The Grand Prix of Baltimore will be run without a title sponsor for the third year in a row, leaving organizer Race On LLC without a seven-figure payout it had hoped would help cover operating costs.
"It's really not that much of a surprise to me," said Debbie Bell, the former Orioles employee hired by Race On as vice president for sales and marketing, on Wednesday. "I think people thought we had a wider window to work with than we really did. It's still a process, and we're getting closer and I'm confident that we are headed the right way."
The Labor Day weekend event did sign sponsorship deals with local companies Esskay, which makes meat products, and Maryland Live Casino, as well as several new national and regional brands. Bell said sales are up over last year — when Race On had only 100 days to organize the race after previous groups failed to do so — but would not say by how much. The 2012 race brought in $800,000 in sponsorship money, about one-third as much as the inaugural event raised in 2011.

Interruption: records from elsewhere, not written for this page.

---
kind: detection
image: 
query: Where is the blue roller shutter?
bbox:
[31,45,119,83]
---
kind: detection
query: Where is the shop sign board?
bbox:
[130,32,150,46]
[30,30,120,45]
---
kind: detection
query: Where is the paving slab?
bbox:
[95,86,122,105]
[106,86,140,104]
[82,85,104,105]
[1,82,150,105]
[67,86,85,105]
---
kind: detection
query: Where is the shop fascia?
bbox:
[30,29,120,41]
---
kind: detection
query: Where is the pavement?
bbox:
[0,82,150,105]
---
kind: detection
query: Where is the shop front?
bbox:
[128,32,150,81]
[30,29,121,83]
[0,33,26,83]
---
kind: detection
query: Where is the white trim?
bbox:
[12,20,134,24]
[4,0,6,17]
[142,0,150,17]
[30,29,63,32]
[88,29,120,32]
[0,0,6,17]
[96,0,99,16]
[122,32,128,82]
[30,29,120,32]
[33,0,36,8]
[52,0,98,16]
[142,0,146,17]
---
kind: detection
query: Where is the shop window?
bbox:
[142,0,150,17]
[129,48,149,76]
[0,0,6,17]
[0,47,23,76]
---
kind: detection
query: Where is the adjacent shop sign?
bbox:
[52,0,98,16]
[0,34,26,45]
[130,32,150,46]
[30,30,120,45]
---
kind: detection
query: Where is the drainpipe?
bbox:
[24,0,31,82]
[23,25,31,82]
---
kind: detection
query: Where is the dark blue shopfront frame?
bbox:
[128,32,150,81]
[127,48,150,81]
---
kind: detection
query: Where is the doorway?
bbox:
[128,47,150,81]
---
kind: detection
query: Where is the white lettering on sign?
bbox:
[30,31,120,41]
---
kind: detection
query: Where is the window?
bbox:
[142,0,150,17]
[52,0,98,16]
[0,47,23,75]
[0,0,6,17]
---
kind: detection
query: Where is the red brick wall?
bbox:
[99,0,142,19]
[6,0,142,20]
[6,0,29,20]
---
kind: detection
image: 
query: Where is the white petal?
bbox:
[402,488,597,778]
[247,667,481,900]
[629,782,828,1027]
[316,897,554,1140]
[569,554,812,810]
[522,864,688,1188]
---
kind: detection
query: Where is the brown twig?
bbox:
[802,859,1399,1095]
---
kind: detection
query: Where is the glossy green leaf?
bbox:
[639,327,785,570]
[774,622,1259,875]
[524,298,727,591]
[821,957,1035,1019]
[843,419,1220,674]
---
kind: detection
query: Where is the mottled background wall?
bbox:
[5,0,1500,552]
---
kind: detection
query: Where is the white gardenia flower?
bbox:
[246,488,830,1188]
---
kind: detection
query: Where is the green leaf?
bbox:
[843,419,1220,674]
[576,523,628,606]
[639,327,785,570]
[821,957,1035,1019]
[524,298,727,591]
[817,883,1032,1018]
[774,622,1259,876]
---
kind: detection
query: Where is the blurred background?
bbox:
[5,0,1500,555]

The original organizers struggled to pay bills on time after a successful race, causing skepticism among business leaders wondering about its long-term future.
"What we've seen so far is a business community that sees an event that is on the right path," Bell said. "We've been strategic about picking the right partners for us, and that has worked very well so far."
Ticket sales for the event have improved over last year, a spokesman for the event said without disclosing an actual number. The first year of the race drew 160,000 fans over three days, while last year's crowd numbered more than 130,000. Tickets have been on sale since December; Race On did not begin selling seats for last year's event until the end of May.
The race weekend, anchored by an IndyCar event Sunday, lost money last year. J.P. Grant, the Columbia financier and managing partner of Race On, decided to continue supporting the race because he saw potential for growth in coming years.